Renforcement des Transferts de Cryptomonnaies en Corée du Sud
La Corée du Sud va renforcer les transferts entre les plateformes de cryptomonnaies nationales et les échanges étrangers, ainsi que les portefeuilles auto-hébergés, dans le cadre des nouvelles règles de lutte contre le blanchiment d’argent approuvées par le Cabinet le 11 août. La Commission des services financiers (FSC) a déclaré que les fournisseurs de services d’actifs virtuels enregistrés devront appliquer des contrôles basés sur les risques pour ces transferts et mettre en place une surveillance interne des transactions suspectes pour les montants de 10 millions de wons ou plus.
Évaluation des Risques et Transferts
Le cadre final est moins rigide qu’une proposition de mars qui aurait considéré chaque transfert supérieur à 10 millions de wons vers un échange étranger ou un portefeuille personnel comme automatiquement suspect. Suite aux objections de l’industrie, l’Unité de renseignement financier (UIF) a opté pour un système où chaque fournisseur enregistré évalue le risque selon ses propres contrôles, plutôt que de déposer un rapport de transaction suspect uniquement en raison du montant.
Selon le cadre approuvé, les transferts vers des échanges étrangers à faible risque peuvent se poursuivre. En revanche, les transferts impliquant d’autres échanges étrangers ou des portefeuilles auto-hébergés seront généralement autorisés uniquement lorsque l’expéditeur et le destinataire sont la même personne. Les transferts impliquant des contreparties à haut risque pourraient être interdits, selon la FSC.
Contrôles Renforcés pour les Transactions à Risque Élevé
Les nouvelles règles renforcent également les contrôles autour des transferts plus importants. News1 a rapporté que les échanges nationaux pourraient demander des preuves supplémentaires, telles que la vérification de la propriété d’un compte étranger, le but d’un transfert ou la source des fonds, lorsqu’une transaction présente un risque élevé. La FSC n’a pas publié de liste de contrôle universelle exigeant ces éléments pour chaque transfert.

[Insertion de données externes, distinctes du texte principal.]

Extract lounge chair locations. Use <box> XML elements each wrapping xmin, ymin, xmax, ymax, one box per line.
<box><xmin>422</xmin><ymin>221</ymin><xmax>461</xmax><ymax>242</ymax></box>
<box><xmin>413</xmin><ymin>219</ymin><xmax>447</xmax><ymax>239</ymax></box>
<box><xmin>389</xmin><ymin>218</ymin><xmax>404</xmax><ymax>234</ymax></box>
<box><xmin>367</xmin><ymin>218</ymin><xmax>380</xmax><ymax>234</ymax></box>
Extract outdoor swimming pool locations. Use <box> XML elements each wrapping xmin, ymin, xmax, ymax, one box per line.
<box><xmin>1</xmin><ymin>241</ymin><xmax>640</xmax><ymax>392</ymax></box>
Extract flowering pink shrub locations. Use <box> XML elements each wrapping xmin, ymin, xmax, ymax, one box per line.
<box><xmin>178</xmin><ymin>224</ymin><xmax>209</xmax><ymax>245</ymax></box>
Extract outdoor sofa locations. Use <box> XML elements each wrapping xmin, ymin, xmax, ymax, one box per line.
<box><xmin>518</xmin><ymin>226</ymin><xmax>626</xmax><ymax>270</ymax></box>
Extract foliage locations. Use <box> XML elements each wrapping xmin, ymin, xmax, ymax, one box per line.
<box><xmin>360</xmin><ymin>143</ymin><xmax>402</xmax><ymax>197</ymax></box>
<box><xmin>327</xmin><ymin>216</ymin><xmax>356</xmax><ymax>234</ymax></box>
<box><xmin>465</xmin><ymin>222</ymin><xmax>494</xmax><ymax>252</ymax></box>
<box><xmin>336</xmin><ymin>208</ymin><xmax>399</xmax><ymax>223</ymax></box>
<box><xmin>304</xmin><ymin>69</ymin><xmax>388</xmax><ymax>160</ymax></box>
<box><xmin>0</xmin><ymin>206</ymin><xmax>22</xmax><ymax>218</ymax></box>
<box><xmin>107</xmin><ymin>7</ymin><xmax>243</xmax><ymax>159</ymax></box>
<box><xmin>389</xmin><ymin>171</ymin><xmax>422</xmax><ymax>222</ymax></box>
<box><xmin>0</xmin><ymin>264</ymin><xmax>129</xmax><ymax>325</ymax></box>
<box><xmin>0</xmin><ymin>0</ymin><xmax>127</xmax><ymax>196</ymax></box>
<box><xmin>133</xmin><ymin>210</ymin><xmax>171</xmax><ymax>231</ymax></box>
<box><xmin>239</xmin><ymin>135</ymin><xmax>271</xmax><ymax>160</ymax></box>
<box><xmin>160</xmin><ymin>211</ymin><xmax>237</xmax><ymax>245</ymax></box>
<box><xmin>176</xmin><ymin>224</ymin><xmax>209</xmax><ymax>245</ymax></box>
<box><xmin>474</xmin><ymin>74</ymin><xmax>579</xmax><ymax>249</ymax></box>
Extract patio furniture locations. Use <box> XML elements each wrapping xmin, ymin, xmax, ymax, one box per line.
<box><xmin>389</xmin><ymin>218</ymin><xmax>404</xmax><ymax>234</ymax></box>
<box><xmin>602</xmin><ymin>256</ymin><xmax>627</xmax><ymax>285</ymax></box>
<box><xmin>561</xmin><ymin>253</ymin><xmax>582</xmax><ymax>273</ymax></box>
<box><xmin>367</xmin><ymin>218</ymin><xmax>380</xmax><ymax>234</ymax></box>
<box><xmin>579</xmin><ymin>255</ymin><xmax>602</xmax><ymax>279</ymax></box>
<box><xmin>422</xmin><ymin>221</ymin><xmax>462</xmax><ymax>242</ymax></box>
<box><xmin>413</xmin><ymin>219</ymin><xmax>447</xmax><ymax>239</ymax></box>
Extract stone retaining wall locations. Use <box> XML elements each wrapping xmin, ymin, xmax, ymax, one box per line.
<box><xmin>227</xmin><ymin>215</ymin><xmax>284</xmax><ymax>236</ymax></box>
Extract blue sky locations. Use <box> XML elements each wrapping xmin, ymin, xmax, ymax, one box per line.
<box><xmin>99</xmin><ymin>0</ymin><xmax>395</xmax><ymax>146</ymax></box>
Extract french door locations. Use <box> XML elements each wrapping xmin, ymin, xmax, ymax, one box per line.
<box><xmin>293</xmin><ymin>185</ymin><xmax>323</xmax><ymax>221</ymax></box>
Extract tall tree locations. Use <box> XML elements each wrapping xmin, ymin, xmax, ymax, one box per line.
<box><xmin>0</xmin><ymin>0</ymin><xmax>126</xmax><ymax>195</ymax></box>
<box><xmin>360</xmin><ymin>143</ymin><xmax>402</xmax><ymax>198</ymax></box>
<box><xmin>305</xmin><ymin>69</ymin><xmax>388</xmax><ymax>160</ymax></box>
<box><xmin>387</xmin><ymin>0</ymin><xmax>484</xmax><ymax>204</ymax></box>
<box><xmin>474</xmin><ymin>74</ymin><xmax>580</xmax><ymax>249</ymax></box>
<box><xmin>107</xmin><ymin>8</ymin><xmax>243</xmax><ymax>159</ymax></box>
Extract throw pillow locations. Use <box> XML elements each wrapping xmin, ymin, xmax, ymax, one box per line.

La Corée du Sud renforce les transferts de cryptomonnaies après que les applications Bybit, MEXC et HTX ont été retirées de Google Play. Selon les règles révisées, les échanges peuvent exiger une preuve de…
Comme précédemment rapporté, la Corée du Sud a supprimé son seuil de 1 million de wons pour la règle de voyage concernant les transferts entre VASP nationaux enregistrés. Les règles amendées exigeront que des informations d’identification accompagnent chaque transfert de ce type, quelle que soit sa taille.
Impact des Restrictions et Calendrier d’Application
Le régime de transfert plus strict arrive après que l’accès Android à plusieurs échanges étrangers est devenu plus difficile. Google exige que les développeurs d’échanges de cryptomonnaies et de portefeuilles logiciels ciblant la Corée du Sud aient réussi à déposer un rapport VASP auprès de l’UIF. Au moins 29 applications d’échanges étrangers sont devenues indisponibles sur le Google Play Store coréen en juillet, y compris Bybit et MEXC.
Les restrictions de l’app-store sont distinctes des amendements de transfert du 11 août et reflètent la politique VASP de Google Play. Les régulateurs sud-coréens ont également poursuivi directement les opérateurs non enregistrés. L’UIF a référé environ 40 entreprises de cryptomonnaies non enregistrées aux forces de l’ordre et a averti les entreprises enregistrées de ne pas traiter avec des fournisseurs non déclarés.
Les dispositions sur les transferts de cryptomonnaies ne commenceront pas avant le 20 août, date à laquelle d’autres amendements concernant les examens d’enregistrement des VASP et d’autres questions entreront en vigueur. La FSC a déclaré que l’expansion de la règle de voyage et les exigences de lutte contre le blanchiment d’argent pour les transferts à l’étranger entreront en vigueur six mois après la promulgation du décret révisé.
Un responsable de l’industrie nationale, s’exprimant sous couvert d’anonymat, a déclaré à News1 que des règles excessivement restrictives pourraient « entraîner une augmentation des échanges de pair à pair ou des transactions effectuées par des canaux non officiels. »
C’est une préoccupation de l’industrie plutôt qu’un résultat établi. Les régulateurs affirment que le nouveau cadre vise à traiter les risques de blanchiment d’argent associés aux plateformes étrangères et aux portefeuilles auto-hébergés tout en permettant des transactions à faible risque.